可愛いもの好きな家庭教師
フェレット可愛いよぉ…なんでこんなに可愛いのー。
田中奈々side
ロッゲンさんとナタリー姫の互いの誤解が取れて良かったぁ。ロッゲンさんが挨拶して帰っていく。手を振る私。ロッゲンさんは一瞬固まったけども大丈夫だと思いたい。
「全く…ロッゲンさんがいい人だから良かったものの悪い人だったらどうするの。」
「クゥン。(ごめんなさい。)」
「ぐっ…可愛い。だ、ダメよ私。しっかりしなきゃ。そ、そうだサクラ。ご飯食べましょ。」
おお、ご飯!どんなご飯なのだろうと思っていたら野菜を持ってこられた、どうしよう。フェレットは肉食だ。雑食じゃない。これ絶対見た目で判断されたな。
「クゥン…(食べられないよぉ…)」
「何故食べないの?」
「クゥン…(お肉ぅ…)」
「もしかして野菜じゃなくてお肉?」
『大正解です!田中さんは肉食なので!流石はナタリーさん!』
「待ってて。」
しばらくすると焼いたお肉…ステーキが持ってきてくれた。嬉しい。ナタリー姫一生ついて行きます!お高そうなお肉をもぐもぐ食べていく。
「この肉はダリエお兄様が狩ったお肉なの、名前は確か…レッドキャトルっていうの。」
くんくん、嗅いだら豚でも鳥でもない…お高い肉といえば!そう牛肉だ!しっかり焼かれている!生は途中から師匠がダメだと言われて焼いてくれたんだよね。お腹すいてたから生でいいか程度に食べていたから。
「バクッ!もぐもぐ。」
「ダリエ兄様が狩った肉だもの、サクラが気に入って当然!…こほん、今のは聞かなかったことに。」
『ダリエさんも凄い方なんですね!』
「クッ!(凄い人!)」
「純粋な目でお兄様が褒められてる嬉しい。」
家族思いのお姫様なんだなぁと思っていたら誰かが入ってきた、その人は大人のマダムみたいな人。メガネをかけていてクイッと整えていた。
「ナタリー様その生き物は…?」
「リリアンヌ…これはその…」
あ、やばい、ナタリー姫怒られる?と思っていたら突然リリアンヌさんが頭を壁に何度もぶつけていた。怪我しない?

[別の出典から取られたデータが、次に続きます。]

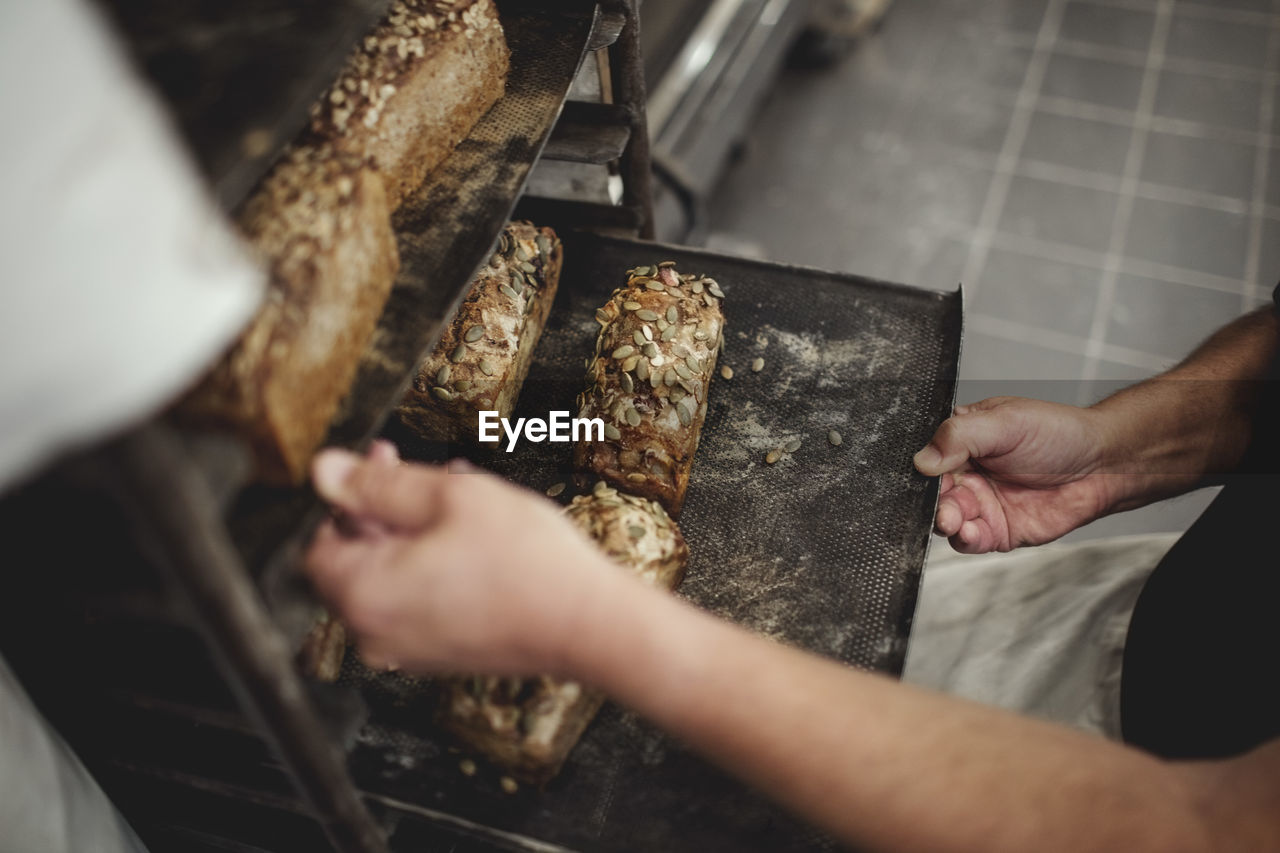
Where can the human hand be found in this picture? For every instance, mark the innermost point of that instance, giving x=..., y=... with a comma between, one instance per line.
x=451, y=569
x=1015, y=473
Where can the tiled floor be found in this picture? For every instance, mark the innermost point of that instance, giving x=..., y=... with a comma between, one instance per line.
x=1104, y=176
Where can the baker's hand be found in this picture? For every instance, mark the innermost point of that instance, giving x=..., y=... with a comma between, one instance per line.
x=1015, y=473
x=451, y=569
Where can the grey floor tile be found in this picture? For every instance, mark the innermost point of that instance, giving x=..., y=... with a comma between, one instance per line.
x=965, y=119
x=1269, y=252
x=1217, y=41
x=1197, y=238
x=1193, y=163
x=1080, y=144
x=1210, y=100
x=1107, y=24
x=1272, y=181
x=1038, y=292
x=1165, y=318
x=1059, y=213
x=1093, y=81
x=972, y=59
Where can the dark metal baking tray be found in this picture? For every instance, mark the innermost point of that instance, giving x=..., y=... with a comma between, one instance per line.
x=822, y=550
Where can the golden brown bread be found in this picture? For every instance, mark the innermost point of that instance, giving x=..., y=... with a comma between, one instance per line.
x=321, y=224
x=654, y=357
x=484, y=354
x=528, y=726
x=415, y=87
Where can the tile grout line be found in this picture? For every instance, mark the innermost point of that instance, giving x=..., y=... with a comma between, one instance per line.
x=1252, y=290
x=1128, y=194
x=1019, y=122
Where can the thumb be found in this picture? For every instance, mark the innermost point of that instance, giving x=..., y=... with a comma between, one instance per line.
x=402, y=497
x=973, y=434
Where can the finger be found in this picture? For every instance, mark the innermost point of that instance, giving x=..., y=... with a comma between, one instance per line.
x=402, y=497
x=333, y=561
x=974, y=434
x=949, y=518
x=974, y=537
x=383, y=451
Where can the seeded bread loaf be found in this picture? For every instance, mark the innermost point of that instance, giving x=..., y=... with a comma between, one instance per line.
x=321, y=224
x=415, y=87
x=528, y=726
x=654, y=356
x=484, y=354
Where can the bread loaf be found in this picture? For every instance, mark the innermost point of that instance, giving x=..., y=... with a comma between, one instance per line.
x=415, y=87
x=528, y=726
x=321, y=224
x=654, y=357
x=484, y=354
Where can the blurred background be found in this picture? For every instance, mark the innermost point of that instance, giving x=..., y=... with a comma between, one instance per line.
x=1100, y=174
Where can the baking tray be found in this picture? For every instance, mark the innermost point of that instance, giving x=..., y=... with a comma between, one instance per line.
x=444, y=232
x=822, y=550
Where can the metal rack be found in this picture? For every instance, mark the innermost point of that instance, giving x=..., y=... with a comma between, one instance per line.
x=202, y=730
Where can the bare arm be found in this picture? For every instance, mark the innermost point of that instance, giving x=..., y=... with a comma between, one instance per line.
x=878, y=763
x=1020, y=471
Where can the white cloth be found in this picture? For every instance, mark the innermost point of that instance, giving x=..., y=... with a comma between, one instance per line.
x=1040, y=632
x=120, y=279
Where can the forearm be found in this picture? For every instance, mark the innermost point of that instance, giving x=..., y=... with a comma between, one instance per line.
x=878, y=763
x=1192, y=424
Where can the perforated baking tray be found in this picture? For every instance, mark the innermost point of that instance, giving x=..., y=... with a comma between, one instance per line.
x=822, y=550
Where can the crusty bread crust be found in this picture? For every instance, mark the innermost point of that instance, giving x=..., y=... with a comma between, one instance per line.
x=528, y=726
x=415, y=87
x=321, y=223
x=508, y=302
x=654, y=359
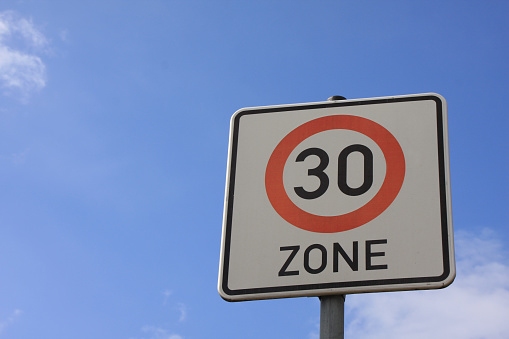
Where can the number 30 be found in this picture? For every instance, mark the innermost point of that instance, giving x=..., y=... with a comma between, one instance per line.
x=342, y=175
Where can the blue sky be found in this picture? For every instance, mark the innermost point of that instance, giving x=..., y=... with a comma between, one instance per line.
x=114, y=122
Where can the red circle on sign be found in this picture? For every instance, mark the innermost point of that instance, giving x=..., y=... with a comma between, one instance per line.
x=394, y=175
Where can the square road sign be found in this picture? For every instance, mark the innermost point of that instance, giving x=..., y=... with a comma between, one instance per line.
x=336, y=198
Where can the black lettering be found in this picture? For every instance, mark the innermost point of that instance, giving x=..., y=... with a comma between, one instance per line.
x=370, y=254
x=368, y=170
x=317, y=172
x=308, y=250
x=283, y=271
x=353, y=263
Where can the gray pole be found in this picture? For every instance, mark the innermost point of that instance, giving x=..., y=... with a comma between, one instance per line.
x=332, y=308
x=332, y=317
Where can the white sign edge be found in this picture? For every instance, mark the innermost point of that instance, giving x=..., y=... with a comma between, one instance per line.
x=346, y=290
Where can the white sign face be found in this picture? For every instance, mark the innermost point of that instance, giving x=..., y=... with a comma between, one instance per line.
x=336, y=198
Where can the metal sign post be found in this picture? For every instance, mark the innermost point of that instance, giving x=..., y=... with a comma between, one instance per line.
x=332, y=317
x=332, y=308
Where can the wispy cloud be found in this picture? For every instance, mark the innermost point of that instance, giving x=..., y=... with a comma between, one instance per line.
x=9, y=320
x=476, y=305
x=22, y=71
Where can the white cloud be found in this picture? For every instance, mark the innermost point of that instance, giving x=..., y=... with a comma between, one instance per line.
x=476, y=305
x=11, y=318
x=22, y=71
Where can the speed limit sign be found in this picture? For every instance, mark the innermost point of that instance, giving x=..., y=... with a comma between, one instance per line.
x=337, y=197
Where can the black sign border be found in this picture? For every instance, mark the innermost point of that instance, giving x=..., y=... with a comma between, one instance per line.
x=257, y=293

「な、なんですかあの可愛い生き物は?可愛い、抱きたい、でもダメ、淑女たるものきっちりとせ…ああ、可愛い。」
「り、リリアンヌ?」
『リリアンヌさん大丈夫なのでしょうか?』
「クッ。(大丈夫だよ多分悶えてるだけだと。)」
「声まで可愛い…はっ。」
「…リリアンヌどうしたの?もしかしてサクラを…」
「い、いいえ!このリリアンヌ、ナタリー様を裏切る真似はしませんわ!…ただその…ここだけの話にしてくださいますか?」
ナタリー姫と一緒に頷く私とカスミソウちゃん、ありがとうございますと言い話始めたのは小さい頃からずっと勉強漬けだったこと。そして親からの期待に答えるべく友達も一人も作らず、礼儀作法などを学んでいたと。
「…リリアンヌ。」
「自分にも他人にも厳しいものでしたからそれはもう嫌われたものですわ。でも私は悲観することもなく大人になっていきました…ですが私にも好きなものがあって、我慢し続けてました。」
「好きな物?」
「か、可愛いものです!可愛いピンクのフリルのついたドレス!可愛い猫のぬいぐるみ!そして何より可愛い生き物たち!私は、私は!こんな歳になって初めて可愛いもの好きに目覚めてしまったのです!夫にも言えない!!」
…あー、なるほど、子供の頃は興味なかったけど大人になって目覚めちゃった系かぁ。歳だからって理由で蓋をしちゃって、私に出会って爆発したと。な、難儀な人だ。
「リリアンヌも完璧ではなかったのですね。」
「人は完璧にはなれませんわ。ナタリー様、お兄様方も完璧ではございません。」
「そうなのですか?」
「…ええ、ここで言ってしまったら叱られてしまいますわ。」
懐かしそうな顔で遠くを見ている表情を見るからに長年家庭教師として務めていた人の顔だ。そして何より嬉しかったのはリリアンヌさんもナタリー姫も笑顔になっていたことだ。
「…なんだか言い出せてスッキリしましたわ。」
「私もよリリアンヌ。」
「し、失望しませんの?」
「しないわ。リリアンヌ、私は可愛いもの好きだと知って安心しているのです。いつも無茶してるように見えたから…」
「ナタリー様…」
子供はよく見ている、きっとナタリー姫もリリアンヌさんがいつも無理してるのだとわかって踏み込もうと出来なかったんだ。リリアンヌさんは泣きながら私の頭を撫でていた。優しい手つきで嬉しい。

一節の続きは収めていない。